Search code examples
google-bigqueryaggregate-functionsudf

BigQuery User Defined Aggregation Function?


I know I can define a User Defined Function in order to perform some custom calculation. I also know I can use the 'out-of-the-box' aggregation functions to reduce a collection of values to a single value when using a GROUP BY clause.

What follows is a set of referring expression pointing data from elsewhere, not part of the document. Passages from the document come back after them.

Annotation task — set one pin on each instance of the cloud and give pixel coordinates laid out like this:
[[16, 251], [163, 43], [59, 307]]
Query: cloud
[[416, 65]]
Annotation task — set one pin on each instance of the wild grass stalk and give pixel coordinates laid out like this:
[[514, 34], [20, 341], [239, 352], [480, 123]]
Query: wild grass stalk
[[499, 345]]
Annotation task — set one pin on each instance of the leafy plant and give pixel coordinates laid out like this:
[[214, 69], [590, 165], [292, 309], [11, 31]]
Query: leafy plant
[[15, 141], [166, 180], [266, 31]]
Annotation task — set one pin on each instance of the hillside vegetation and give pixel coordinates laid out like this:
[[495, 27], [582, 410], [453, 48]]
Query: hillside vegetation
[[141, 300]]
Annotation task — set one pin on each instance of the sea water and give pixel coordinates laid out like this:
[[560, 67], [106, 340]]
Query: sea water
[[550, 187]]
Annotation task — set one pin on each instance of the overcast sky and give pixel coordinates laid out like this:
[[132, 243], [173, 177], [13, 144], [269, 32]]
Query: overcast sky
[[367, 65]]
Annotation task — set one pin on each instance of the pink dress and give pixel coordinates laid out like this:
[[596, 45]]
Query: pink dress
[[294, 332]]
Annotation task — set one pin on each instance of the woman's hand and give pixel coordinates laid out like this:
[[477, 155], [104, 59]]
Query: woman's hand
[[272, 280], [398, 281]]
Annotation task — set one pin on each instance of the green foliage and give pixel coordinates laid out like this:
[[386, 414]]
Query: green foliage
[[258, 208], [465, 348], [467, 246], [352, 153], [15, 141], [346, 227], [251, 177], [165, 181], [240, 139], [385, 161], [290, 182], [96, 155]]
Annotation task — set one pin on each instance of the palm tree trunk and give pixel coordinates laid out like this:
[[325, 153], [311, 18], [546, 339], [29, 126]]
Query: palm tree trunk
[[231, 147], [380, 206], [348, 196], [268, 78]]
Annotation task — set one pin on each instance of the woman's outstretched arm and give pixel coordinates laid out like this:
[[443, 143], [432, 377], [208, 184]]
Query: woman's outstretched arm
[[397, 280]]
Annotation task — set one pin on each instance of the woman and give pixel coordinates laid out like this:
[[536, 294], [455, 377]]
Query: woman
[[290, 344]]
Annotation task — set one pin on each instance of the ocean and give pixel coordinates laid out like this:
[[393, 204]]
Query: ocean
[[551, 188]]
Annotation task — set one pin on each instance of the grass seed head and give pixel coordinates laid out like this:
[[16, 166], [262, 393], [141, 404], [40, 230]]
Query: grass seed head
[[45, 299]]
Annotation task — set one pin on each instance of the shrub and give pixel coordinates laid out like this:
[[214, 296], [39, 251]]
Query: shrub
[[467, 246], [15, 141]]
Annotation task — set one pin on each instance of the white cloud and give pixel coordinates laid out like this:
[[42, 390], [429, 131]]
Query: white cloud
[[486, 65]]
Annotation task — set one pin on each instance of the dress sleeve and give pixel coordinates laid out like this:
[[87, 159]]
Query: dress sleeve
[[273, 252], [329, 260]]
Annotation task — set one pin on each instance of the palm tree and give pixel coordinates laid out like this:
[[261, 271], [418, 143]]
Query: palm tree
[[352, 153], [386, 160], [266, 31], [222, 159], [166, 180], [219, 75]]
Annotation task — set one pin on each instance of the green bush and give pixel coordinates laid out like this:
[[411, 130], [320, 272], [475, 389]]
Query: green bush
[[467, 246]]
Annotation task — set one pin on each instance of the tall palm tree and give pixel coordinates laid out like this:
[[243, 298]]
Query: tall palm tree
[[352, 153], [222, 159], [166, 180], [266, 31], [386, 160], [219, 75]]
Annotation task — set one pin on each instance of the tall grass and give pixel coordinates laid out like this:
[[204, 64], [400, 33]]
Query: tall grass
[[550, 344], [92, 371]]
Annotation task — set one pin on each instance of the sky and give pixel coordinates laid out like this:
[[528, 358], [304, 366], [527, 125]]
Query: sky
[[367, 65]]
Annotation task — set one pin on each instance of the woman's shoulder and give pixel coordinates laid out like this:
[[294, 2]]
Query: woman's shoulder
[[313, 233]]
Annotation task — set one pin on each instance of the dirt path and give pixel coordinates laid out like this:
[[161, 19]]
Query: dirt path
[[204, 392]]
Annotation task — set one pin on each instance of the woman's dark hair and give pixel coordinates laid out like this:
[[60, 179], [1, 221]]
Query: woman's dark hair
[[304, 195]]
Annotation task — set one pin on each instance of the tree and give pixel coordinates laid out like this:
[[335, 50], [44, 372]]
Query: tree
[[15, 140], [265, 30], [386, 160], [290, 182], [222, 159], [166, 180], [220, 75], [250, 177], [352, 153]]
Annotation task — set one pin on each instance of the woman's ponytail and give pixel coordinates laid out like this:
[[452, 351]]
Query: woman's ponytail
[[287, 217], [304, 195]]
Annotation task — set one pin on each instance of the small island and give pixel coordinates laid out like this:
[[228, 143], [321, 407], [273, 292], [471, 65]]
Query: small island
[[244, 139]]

Is it possible to define a custom user-defined, Aggregation Function to use with a GROUP BY clause?


Solution

  • Turns out that this IS possible (as long as the groups we seek to aggregate are of a reasonable size in memory) with a little bit of 'glue' - namely the ARRAY_AGG function

    The steps are as follows:

    1. Create a UDF with an input parameter of type ARRAY<T> where T is the type of value you want to aggregate.
    2. Use the ARRAY_AGG function in the query with the GROUP BY clause to generate an array of T and pass into your UDF.

    As a concrete example:

    CREATE TEMP FUNCTION aggregate_fruits(fruits ARRAY<STRING>)
    RETURNS STRING
    LANGUAGE js AS """
    return "my fruit bag contains these items: " + fruits.join(",");
    """;
    
    WITH fruits AS
    (SELECT "apple" AS fruit
    UNION ALL SELECT "pear" AS fruit
    UNION ALL SELECT "banana" AS fruit)
    
    SELECT aggregate_fruits(ARRAY_AGG(fruit))
    FROM fruits